Single-screw extruders and injection molding machines are essential equipment in polymer processing. It is of great importance for the optimization of operating parameters and the design of extrusion screw to predict the throughput of an extruder and the metering time of an injection molding machine according to the geometric parameters of the screw, operating parameters, and the rheological behavior of materials. Most polymer melts exhibit non-Newtonian behavior. The lattice Boltzmann method has many advantages in simulating the flow of non-Newtonian fluids. Herein, the dimensionless velocity profiles and dimensionless volumetric flow rate of generalized Newtonian fluids in a screw channel have been studied using the two-relaxation-time lattice Boltzmann method (TRT–LBM). The numerical results of power-law fluids are in good agreement with the analytical solutions, which verifies the validity of TRT–LBM. Through research, the change rule of the dimensionless volumetric flow rate of Bingham fluids with dimensionless pressure gradient has been obtained.

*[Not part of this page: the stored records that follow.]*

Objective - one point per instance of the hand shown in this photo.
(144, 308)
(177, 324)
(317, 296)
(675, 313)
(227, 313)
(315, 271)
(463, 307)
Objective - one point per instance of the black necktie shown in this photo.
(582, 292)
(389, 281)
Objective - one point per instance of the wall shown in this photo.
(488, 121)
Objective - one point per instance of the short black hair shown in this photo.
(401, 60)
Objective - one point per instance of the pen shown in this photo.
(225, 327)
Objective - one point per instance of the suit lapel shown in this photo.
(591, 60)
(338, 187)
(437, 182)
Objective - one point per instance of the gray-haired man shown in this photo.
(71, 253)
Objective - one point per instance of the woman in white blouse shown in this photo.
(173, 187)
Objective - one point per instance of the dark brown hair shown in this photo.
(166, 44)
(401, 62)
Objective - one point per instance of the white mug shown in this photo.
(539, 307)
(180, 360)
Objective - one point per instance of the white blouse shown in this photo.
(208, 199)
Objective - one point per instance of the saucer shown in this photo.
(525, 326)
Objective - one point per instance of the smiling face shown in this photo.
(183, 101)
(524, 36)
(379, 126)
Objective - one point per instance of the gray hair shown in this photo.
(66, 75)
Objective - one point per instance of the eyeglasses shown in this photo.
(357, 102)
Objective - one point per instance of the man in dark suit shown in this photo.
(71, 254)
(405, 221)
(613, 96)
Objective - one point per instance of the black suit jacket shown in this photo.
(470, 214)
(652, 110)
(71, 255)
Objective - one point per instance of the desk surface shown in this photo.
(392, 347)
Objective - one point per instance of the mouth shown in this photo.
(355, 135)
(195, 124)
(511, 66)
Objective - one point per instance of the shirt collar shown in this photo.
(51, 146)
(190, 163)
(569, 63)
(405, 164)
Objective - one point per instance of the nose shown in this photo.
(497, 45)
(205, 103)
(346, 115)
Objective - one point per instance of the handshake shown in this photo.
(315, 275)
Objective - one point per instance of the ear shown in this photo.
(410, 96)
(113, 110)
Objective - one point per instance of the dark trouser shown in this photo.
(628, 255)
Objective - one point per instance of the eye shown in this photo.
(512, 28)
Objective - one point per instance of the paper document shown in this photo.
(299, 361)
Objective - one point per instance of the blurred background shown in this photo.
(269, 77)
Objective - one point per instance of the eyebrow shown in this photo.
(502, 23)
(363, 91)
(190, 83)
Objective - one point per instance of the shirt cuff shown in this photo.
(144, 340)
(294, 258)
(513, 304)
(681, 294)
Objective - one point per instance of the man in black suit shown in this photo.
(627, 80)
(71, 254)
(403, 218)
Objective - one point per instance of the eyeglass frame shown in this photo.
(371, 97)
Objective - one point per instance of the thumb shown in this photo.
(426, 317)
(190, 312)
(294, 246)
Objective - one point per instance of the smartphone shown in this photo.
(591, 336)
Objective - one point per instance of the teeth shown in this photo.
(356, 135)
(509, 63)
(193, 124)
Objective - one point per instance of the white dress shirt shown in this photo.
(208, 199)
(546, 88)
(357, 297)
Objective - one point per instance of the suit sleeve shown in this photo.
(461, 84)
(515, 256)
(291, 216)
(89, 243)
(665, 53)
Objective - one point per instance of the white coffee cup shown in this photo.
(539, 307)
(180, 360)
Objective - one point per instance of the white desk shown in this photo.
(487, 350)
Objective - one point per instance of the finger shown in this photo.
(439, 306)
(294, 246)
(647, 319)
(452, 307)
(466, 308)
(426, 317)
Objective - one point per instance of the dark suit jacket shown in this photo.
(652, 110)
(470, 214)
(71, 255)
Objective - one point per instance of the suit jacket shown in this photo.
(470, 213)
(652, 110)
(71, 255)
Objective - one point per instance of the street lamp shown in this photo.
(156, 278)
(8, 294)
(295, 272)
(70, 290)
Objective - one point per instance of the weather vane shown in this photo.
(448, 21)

It was found that the rheological properties of polymer melts and the dimensionless pressure gradient significantly affect the dimensionless velocity profiles and dimensionless volumetric flow rate. The dimensionless volume flow rate has some unexpected changes with the increase of the dimensionless pressure gradient. This study can provide theoretical guidance for the optimization of operating parameters and the design of extrusion screws.